Use vinegar and baking soda to remove clogs
Pour half a packet of baking soda down the clogged drain without adding any water. Then add half a cup of vinegar down the pipe. Use a metal stopper or some rags to stop up the drain and let the two substances react for 30 minutes. Remove the stopper and pour hot water down the drain.
Plunger for more stubborn clogs
A hand plunger may be necessary for a sink or toilet that has a large, stubborn obstruction. The suction action of the plunger can help to dislodge clogs so they can be washed away down the drain.
What to Do If Your Main Sewer Drain Is Clogged
Don’t run the water or flush the toilet! If you don’t add water to your drain system, you can’t make the problem worse (that is, if the clog is in your line and not the city’s main; see below). As an added precaution, you can shut off the main water supply to the house so that no one runs the water by accident. Tell everyone in the house not to use water, then call a plumber or drain specialist to have the drain cleared. These professionals have special equipment, including motorized augers, to quickly and effectively remove large clogs in the main sewer drains.
The Most Common Methods to unblock a Toilet
If the toilet bowl is not overflowing, you can use a drain-opening chemical to soften or break down the materials that are causing the blockage. Pour the chemical into the toilet bowl and leave it for about 15 minutes. This should loosen up the blockage. The water level should go down at this point which indicates that the blockage is moving and the toilet may eventually drain on its own. When the water level is low, flush it once to finally clear out the blockage.
Use the Toilet Plunger
The plunger you use must have a fold out rubber cup that is definitely designed for the opening of a toilet trap.
Thrust the plunger into the opening then pull it back without the cup leaving the opening. Use an even force when thrusting and pulling back the plunger to have a solid close on the opening. Repeat it several times until you see the water go down to a low level.
Finally, flush the bowl once. If the water is still slow in going down, repeat the plunging process again.
If the problem still persists, do the next option which is the toilet auger and it is shaped like the letter “J” with a cable and a handle. Fully expose the tip of the cable by pulling the handle all the way out.

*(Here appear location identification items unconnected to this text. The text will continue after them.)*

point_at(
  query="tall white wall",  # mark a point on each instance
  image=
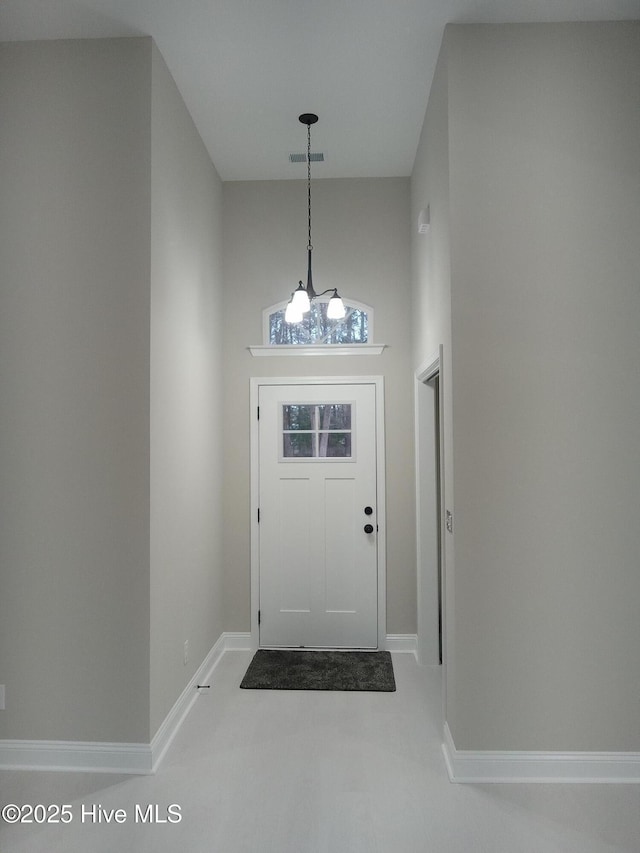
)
(544, 194)
(74, 380)
(361, 245)
(186, 396)
(110, 377)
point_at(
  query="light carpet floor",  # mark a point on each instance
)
(278, 772)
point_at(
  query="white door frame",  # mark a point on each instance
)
(381, 539)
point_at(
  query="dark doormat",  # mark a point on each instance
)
(305, 670)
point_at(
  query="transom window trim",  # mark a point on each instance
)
(350, 305)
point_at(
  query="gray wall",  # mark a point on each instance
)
(544, 193)
(186, 394)
(74, 374)
(110, 370)
(361, 245)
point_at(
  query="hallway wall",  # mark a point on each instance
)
(544, 212)
(110, 369)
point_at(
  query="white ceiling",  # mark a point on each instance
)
(248, 68)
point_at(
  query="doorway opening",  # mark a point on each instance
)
(429, 509)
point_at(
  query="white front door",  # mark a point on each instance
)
(318, 571)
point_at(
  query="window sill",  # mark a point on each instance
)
(321, 349)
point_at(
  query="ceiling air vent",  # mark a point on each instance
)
(315, 157)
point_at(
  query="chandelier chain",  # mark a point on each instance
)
(309, 182)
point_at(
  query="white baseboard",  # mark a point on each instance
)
(402, 643)
(123, 758)
(78, 756)
(515, 766)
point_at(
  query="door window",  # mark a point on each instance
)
(317, 431)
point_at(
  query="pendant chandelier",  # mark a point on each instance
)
(301, 298)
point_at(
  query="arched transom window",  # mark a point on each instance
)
(315, 329)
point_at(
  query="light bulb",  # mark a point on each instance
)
(300, 300)
(292, 314)
(335, 308)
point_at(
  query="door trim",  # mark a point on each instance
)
(381, 539)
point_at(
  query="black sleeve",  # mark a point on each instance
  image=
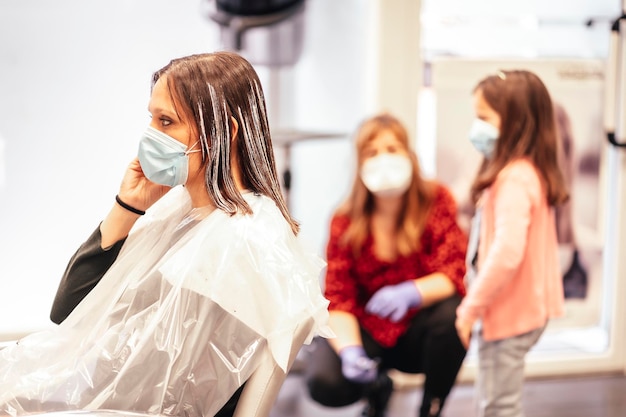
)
(84, 271)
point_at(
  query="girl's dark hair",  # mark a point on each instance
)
(214, 89)
(528, 130)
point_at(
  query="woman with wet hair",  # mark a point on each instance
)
(193, 278)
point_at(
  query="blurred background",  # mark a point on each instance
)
(74, 87)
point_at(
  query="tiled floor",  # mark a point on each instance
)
(603, 396)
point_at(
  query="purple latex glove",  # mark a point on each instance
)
(356, 365)
(393, 301)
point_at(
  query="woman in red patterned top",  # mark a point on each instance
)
(396, 263)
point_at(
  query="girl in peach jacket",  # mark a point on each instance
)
(514, 282)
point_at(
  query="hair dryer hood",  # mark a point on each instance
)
(266, 32)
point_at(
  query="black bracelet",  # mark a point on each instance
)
(127, 207)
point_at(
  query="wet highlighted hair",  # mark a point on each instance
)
(214, 89)
(528, 130)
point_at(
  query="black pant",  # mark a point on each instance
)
(430, 346)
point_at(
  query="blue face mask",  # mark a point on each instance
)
(163, 159)
(483, 136)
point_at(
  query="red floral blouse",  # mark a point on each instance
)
(350, 281)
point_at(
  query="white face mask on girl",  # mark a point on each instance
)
(387, 175)
(483, 136)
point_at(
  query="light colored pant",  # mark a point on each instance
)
(500, 379)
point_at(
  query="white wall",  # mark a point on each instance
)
(74, 87)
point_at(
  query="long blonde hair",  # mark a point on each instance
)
(359, 205)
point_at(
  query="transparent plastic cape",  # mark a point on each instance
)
(194, 302)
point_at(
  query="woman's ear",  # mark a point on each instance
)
(234, 128)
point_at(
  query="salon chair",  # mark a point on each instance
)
(262, 388)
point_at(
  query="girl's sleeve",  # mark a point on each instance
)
(84, 270)
(340, 286)
(448, 242)
(512, 213)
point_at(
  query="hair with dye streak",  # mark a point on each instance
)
(214, 89)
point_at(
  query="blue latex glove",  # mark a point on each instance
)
(357, 366)
(394, 301)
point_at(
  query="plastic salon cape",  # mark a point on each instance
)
(194, 302)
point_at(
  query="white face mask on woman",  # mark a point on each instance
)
(163, 159)
(387, 175)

Introduce the tip of the auger into the opening of the toilet trap. Gradually drive the handle forward through the opening and turn the auger at the same time.
When all you can see is just the handle pull out the whole length and repeat the process at least 3 times to ensure the blockage has been removed.

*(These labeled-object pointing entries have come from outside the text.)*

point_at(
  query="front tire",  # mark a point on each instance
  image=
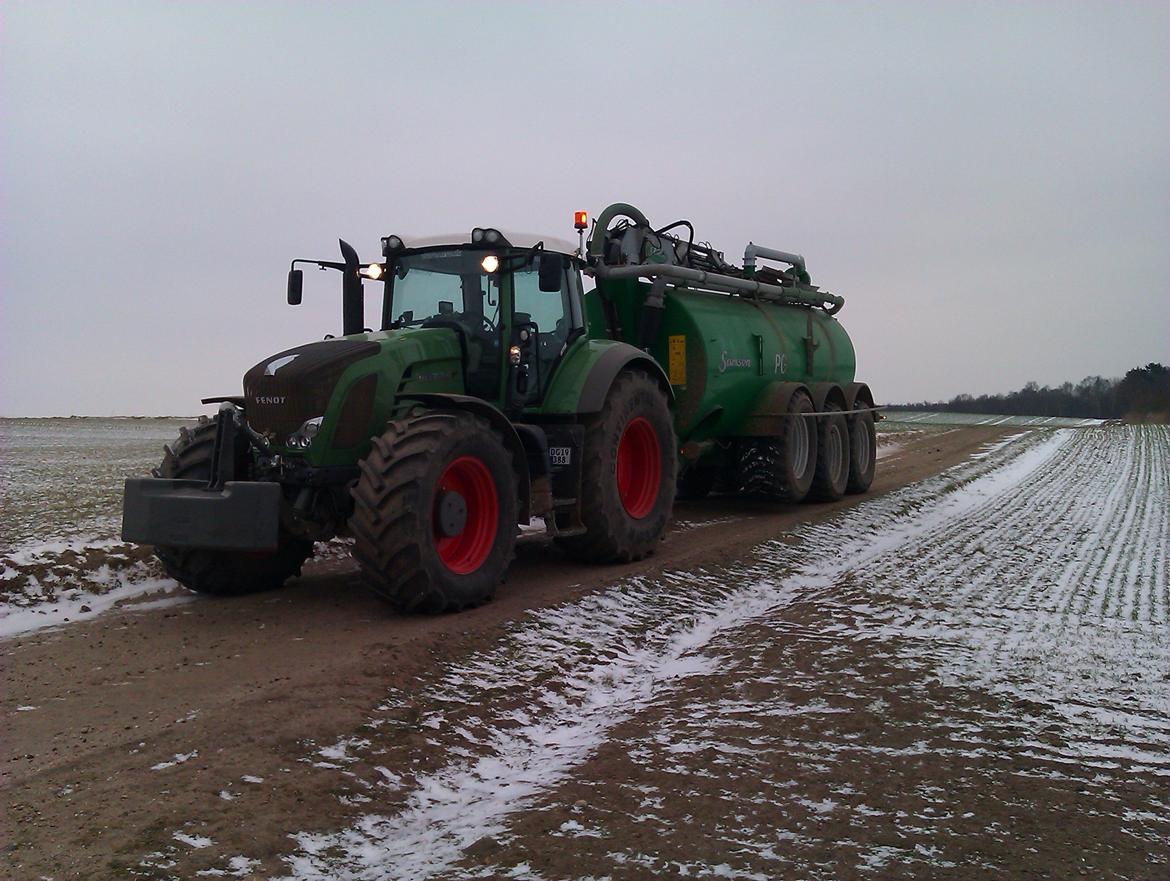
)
(434, 514)
(222, 573)
(628, 475)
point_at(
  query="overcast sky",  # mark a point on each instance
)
(986, 184)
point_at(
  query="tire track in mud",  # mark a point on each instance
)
(506, 734)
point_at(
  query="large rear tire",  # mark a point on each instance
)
(782, 468)
(222, 572)
(832, 472)
(435, 513)
(628, 474)
(862, 451)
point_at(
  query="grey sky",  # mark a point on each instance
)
(988, 185)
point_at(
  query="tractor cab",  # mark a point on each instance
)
(513, 302)
(515, 309)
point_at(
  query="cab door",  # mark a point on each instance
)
(545, 318)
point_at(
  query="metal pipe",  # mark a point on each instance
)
(723, 283)
(752, 250)
(601, 225)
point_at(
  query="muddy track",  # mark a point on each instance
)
(123, 731)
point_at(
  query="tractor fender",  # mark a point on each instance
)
(826, 393)
(601, 373)
(768, 417)
(501, 425)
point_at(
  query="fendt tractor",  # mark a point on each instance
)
(496, 389)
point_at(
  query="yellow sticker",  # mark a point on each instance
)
(676, 355)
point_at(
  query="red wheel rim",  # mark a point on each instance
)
(466, 551)
(639, 467)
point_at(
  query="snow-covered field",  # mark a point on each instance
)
(924, 418)
(969, 675)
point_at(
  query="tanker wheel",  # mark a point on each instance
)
(832, 473)
(782, 468)
(862, 452)
(627, 474)
(434, 513)
(696, 483)
(222, 572)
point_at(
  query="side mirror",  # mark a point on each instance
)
(296, 281)
(551, 273)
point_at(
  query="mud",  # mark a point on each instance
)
(198, 736)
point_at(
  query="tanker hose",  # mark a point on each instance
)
(597, 241)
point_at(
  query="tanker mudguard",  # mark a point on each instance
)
(605, 370)
(858, 396)
(501, 424)
(827, 393)
(766, 418)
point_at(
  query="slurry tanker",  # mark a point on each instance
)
(507, 379)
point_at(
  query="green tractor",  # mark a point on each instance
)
(499, 386)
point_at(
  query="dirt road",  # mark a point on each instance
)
(159, 742)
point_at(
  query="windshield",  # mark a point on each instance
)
(442, 284)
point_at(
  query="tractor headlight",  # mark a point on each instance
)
(302, 438)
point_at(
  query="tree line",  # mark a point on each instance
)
(1142, 392)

How to Unclog Your Toilet with a Plunger
Get your clogged toilet back up and running again the good old-fashioned way—with a plunger and some serious elbow grease. Here’s how to restore your toilet to working order in just six easy steps:
- If the toilet bowl is already filled to the brim, manually remove enough water to use the plunger without splashing or overflowing in the plunging process. We recommend using a small bowl or bucket to gently scoop out excess water to give your plunging process some space.

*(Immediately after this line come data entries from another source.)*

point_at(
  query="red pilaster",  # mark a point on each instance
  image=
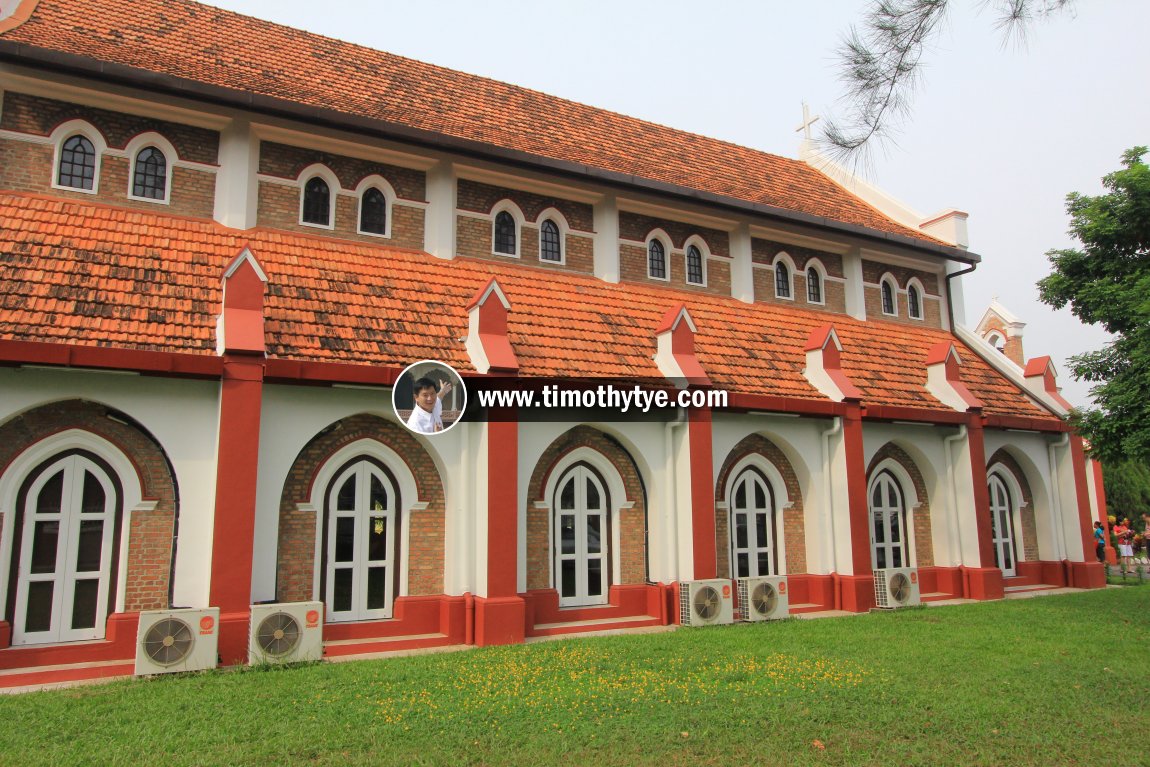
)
(238, 453)
(1089, 573)
(499, 616)
(857, 590)
(703, 506)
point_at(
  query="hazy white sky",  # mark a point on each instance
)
(997, 130)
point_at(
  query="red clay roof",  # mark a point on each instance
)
(100, 276)
(223, 48)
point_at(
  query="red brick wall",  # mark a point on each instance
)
(794, 527)
(932, 307)
(296, 554)
(150, 543)
(764, 252)
(474, 236)
(633, 555)
(1026, 514)
(29, 114)
(920, 516)
(278, 204)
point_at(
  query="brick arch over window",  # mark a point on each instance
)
(794, 524)
(633, 564)
(1002, 459)
(423, 554)
(920, 514)
(151, 542)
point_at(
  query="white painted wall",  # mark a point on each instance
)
(181, 414)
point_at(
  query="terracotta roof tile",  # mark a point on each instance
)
(222, 48)
(94, 275)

- Gently place the plunger in the toilet bowl, lowering it gradually and letting air from inside the plunger bubble out.
- Form a snug seal around the opening at the bottom of the toilet bowl. You’re now in position to push the clog out of the pipe.
- Begin to plunge firmly into the toilet with a straight, up-and-down motion. The plunger should force the existing water into the trapway of the toilet and into the pipes and push the blockage out. If the toilet is successfully plunged, you should see the water level in the toilet bowl diminish.
- Fill a large container with a gallon of water, and carefully pour it into the toilet bowl. The water level of the toilet bowl should go down, indicating that the blockage has been removed.
- If the water level does not drop, continue plunging and pouring water until the clog is dislodged.